G. Milton Shy Visiting Professorship
The G. Milton Shy Visiting Professorship was established in honor of the memory and accomplishments of Dr. Milton Shy, who passed away on September 25, 1967, at the age of 47. It is a joint week-long professorship at the NIH, University of Pennsylvania and Columbia University.
Dr. G. Milton Shy received his MD from the University of Oregon and completed his medical training at the National Hospital at Queen Square in London and the Montreal Neurological Institute of McGill University. He began his academic career as an Assistant Professor of Neurology at the University of Colorado and while there also accepted the challenge of becoming the first Clinical Director of the National Institute of Neurological Diseases and Blindness (NINDB), now the National Institute of Neurologic Disorders and Stroke (NINDS). During his 10 years at the NINDB he established many traditions of scholarship–one of which was the welcoming of visiting scientists from anywhere in the world for collaborative work.

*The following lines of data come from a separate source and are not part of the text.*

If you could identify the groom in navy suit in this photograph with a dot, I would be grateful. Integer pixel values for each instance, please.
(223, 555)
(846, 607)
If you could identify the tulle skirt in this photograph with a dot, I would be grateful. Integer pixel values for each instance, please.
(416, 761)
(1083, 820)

Dr. Shy made numerous critical contributions to research – in his lab, through his service on the study sections of the NINDB, and as a member of the Editorial Board of Neurology. He was a pioneer in using electron microscopy to study muscle diseases and is credited with discovering five previously unrecognized diseases: central core disease, magaconial myopathy, pleoconial myopathy, myotubular myopathy and nemaline myopathy. His research was not limited to neuromuscular disorders; he also advanced radioisotopic localization of brain tumors and described the association of central nervous system disease and orthostatic hypotension –leading to the eponym Shy-Drager syndrome.
Dr. Shy’s devotion to scientific inquiry was matched by his passion for patient care. He demanded and provided an uncompromising standard of excellence. With apparently inexhaustible energy, he was also fiercely dedicated to education -becoming an inspiration to students, residents and staff of all the medical schools in the area.
Dr. Shy was lost at the height of his creativity but his legacy lives on –his former residents and fellows (and his Columbia-trained son, Michael Shy) now fill dozens of full-time academic appointments in neurology throughout the world.